We read at the beginning of Toldot about our matriarch Rebecca who was pregnant with twins: “The children struggled in her womb, and she said, ‘If so, why do I exist?’ She went to inquire of God who answered her, ’Two nations are in your womb, two separate peoples shall issue from your body.’” One mother is giving birth to two children.

We, too, are struggling in our mother nation. We, too, especially for the past few years, have been struggling about what we are as a nation. We have been two separate people who view one another with distain bordering on hatred. The portion continues: “One people shall be mightier than the other.” In the past two years we have experienced one people, one party mightier than the other. The mightier has tried to rule with an iron fist.

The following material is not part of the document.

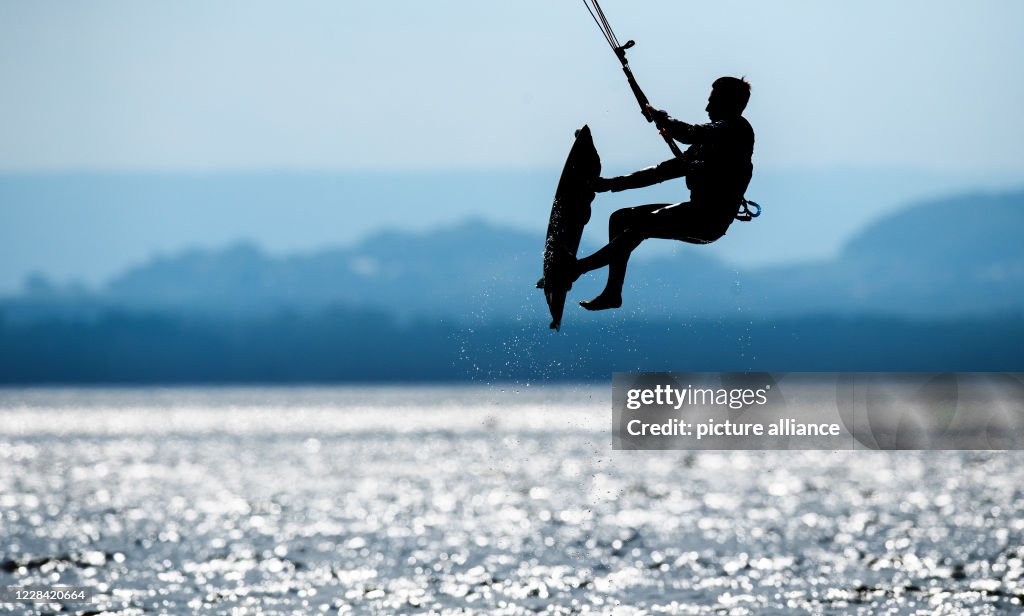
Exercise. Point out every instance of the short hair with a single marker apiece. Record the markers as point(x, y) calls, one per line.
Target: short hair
point(735, 90)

The mightier in our portion, Jacob, also ruled with a mighty hand. He usurped both his brother Esau’s birthright and blessing. There seemed to be no hope for him and Esau to repair the damage that had been done. There was no hope for reconciliation between the brothers until years later where, in another parasha, we find a much more mature Jacob who goes to meet with his brother Esau. The Torah tells us that when meeting, they hug one another. Interestingly enough, some rabbis tell us that they didn’t embrace, but that Esau, in his anger, bit Jacob on the neck.

Our 2 political parties have had differences since the time of Thomas Jefferson and Alexander Hamilton. Our democratic mother land has struggled to keep these parties civil with one another to the present day. Sometimes she has been successful and sometimes not. Lately, she seems to ask, “Why do I exist?” With the present election, with one party in control of the House and the other in control of the Senate, struggling will still take place but perhaps there is hope. Hope that in the months ahead, the two parties will embrace one another for the betterment of our country. The choice is theirs. Will the embrace be a true embrace, a crossing over the aisle, or will it be a bite, drawing anger and revenge. Will there be continuing hostility or forgiveness and a striving for unity.

Rabbi Elazar ben Yehudah taught that “The most beautiful thing a person can do is forgive.” Commenting on this Rabbi Harvey Fields states:”Bearing grudges only prolongs hostility. Forgiveness and understanding are the only genuine way ways to reconciliation, cooperation, and peace. Perpetuating prejudices through slogans and names only increases human suffering.” It is time to move forward, to reconcile, co- operate, and decrease human suffering. It is time for both to be nurtured in the same womb of our Mother Land.